Improve your website with proper formatting

Websites that make their visitors work to read them are not the best way to get business. Minuscule fonts, text in colors that make it hard to see against the background color, and lines that are piled on top of each other are problems to them. Let us see the few steps that we can focus on .

1. Format your text using CSS.

Cascading Style Sheets (CSS) are the way to go - use one style sheet and control how text looks on your entire site. Make a change to the style sheet and your whole site is updated. It makes life a lot simpler.

2. Make the font size big enough to read.

Consider your target audience. Even if they are a group of teenage girls looking for new shoes, it's never a good idea to use tiny type. It doesn't have to be enormous, but up to a point, larger type is better. 12-pt Arial is better than 8-pt Arial.

3. Make the text contrast with its background.

The more contrast, the better.

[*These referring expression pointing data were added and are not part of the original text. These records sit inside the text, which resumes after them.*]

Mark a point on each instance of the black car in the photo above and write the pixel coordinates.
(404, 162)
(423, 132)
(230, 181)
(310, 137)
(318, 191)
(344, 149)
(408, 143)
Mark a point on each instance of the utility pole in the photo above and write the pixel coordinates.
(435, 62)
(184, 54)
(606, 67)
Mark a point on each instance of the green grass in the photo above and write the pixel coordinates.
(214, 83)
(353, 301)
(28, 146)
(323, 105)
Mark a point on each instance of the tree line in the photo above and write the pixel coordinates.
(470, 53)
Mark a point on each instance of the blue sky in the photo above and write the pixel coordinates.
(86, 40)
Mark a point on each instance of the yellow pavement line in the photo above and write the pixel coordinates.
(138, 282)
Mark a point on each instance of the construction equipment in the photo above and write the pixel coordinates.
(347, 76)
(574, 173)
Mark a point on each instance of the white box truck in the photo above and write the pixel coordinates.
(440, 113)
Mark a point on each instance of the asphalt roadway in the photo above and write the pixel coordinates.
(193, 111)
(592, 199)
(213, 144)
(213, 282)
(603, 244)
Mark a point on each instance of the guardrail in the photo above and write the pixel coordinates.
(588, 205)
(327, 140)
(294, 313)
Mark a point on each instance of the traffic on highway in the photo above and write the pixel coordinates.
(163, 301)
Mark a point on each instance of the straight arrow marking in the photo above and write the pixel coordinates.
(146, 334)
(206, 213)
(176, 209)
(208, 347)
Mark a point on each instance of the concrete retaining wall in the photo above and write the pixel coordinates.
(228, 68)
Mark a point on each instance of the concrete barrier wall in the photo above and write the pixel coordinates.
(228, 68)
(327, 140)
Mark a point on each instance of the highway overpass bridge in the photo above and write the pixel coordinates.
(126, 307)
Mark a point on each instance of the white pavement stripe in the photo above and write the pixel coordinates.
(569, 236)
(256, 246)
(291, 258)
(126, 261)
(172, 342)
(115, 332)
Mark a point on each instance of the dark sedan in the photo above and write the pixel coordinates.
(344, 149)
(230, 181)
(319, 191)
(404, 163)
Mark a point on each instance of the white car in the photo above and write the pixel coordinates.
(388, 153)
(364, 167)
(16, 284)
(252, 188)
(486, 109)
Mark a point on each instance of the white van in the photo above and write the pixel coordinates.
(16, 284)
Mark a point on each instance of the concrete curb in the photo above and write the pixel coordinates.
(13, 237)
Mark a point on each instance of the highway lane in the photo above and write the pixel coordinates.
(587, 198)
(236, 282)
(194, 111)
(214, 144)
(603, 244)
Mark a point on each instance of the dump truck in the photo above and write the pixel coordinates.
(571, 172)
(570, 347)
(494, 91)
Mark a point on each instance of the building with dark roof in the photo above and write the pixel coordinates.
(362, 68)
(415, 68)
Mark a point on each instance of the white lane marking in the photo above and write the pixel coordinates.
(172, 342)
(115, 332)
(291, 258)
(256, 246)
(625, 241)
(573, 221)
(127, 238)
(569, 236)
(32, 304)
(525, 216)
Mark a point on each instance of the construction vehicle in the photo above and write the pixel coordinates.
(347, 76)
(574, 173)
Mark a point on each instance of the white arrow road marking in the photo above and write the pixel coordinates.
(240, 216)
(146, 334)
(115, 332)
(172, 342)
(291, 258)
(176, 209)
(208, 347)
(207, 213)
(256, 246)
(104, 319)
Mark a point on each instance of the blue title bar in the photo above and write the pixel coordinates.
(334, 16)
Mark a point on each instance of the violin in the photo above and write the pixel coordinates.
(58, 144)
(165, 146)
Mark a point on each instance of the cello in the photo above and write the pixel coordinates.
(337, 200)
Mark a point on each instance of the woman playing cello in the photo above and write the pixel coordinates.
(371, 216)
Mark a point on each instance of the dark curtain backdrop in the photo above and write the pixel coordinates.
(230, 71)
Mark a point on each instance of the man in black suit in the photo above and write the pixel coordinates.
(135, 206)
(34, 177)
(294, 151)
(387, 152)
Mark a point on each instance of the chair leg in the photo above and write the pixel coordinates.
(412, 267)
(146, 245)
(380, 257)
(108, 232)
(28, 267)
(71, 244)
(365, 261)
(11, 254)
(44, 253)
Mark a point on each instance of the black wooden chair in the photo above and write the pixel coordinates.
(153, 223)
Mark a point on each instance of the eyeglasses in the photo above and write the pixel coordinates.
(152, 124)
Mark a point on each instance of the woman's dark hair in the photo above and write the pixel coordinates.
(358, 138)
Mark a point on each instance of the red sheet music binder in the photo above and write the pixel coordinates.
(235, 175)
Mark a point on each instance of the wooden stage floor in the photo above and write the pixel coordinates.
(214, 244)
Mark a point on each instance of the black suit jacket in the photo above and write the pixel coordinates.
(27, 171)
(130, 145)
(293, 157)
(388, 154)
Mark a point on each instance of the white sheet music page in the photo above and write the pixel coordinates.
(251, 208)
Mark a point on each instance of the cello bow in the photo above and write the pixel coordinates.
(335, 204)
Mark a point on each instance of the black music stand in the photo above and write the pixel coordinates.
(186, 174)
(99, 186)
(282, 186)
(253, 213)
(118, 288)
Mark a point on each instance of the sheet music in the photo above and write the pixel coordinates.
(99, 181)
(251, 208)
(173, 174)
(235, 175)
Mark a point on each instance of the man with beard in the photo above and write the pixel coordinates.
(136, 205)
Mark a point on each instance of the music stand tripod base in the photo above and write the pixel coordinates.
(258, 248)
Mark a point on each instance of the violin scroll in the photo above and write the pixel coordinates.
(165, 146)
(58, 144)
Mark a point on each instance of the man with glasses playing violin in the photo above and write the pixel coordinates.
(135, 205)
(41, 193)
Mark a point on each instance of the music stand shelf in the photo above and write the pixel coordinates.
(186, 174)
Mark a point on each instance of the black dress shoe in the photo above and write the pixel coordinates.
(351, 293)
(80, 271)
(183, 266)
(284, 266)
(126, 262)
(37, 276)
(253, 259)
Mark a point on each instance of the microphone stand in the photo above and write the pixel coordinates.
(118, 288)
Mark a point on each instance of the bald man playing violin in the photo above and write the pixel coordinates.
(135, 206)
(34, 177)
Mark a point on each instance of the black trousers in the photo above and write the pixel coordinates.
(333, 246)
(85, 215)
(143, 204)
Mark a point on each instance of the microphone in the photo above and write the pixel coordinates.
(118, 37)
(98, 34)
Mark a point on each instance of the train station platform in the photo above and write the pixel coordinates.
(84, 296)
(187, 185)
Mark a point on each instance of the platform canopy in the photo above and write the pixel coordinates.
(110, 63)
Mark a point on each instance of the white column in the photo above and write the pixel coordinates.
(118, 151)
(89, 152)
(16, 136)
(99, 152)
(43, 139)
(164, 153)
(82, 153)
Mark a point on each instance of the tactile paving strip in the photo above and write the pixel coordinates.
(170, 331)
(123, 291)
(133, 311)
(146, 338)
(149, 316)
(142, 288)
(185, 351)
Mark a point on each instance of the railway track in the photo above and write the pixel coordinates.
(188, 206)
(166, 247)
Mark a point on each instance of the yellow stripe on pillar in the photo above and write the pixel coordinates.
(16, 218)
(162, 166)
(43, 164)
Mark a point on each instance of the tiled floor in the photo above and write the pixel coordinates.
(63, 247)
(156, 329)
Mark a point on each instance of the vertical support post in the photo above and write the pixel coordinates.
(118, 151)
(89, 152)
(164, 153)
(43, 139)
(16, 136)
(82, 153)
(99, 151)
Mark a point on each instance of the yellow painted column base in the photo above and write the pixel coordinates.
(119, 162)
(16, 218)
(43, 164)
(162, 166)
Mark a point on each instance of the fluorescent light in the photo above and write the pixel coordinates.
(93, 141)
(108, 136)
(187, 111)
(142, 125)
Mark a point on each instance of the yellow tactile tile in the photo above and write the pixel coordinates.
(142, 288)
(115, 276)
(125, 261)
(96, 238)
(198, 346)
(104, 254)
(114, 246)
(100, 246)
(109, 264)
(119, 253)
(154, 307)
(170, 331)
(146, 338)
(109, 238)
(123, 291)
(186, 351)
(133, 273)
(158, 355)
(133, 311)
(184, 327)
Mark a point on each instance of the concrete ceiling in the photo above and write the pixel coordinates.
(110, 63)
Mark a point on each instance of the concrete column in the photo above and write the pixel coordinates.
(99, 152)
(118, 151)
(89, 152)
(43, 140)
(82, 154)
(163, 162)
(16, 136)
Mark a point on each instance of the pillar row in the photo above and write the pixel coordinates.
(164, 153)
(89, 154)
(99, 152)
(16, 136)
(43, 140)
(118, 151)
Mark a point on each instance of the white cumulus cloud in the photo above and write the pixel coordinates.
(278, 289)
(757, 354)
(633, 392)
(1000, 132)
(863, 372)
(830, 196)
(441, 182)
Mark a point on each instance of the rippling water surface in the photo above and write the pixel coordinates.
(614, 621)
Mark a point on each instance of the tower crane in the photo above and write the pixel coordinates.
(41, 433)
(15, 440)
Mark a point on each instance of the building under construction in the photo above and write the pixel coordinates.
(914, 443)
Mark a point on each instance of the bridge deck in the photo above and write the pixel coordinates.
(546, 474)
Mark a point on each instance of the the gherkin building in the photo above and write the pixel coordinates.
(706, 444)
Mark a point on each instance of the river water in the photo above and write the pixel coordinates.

Black-on-white or white-on-black are examples of the highest contrast you can get. Use colors if you like, but if you squint at the page and your text basically vanishes, there's not enough contrast.

4. Give the lines room to breathe.

Don't stack lines on top of each other. Use the line-spacing directive in CSS and give it some space; Set line-spacing to 16px of the height of a typical line.

5. Break text up into chunks.

People don't want to read endless pages of text. Break it up by using headlines that reflect the subject of the paragraph(s) to follow so people can scan down to the parts that really interest them, or use bullet lists to change the pace of the writing and slow down the scanning.

And finally, check your spelling. Nothing irritates me more on a web page than spelling errors - it simply makes you look like you don't care enough to get it right. Use that ubiquitous spellchecker tool.
Making your website's content more legible is easy. It doesn't take a lot of time, mainly common sense. The payoff will be text that's more readable, visitors that stick around long enough to get your message, and improved credibility with your visitors.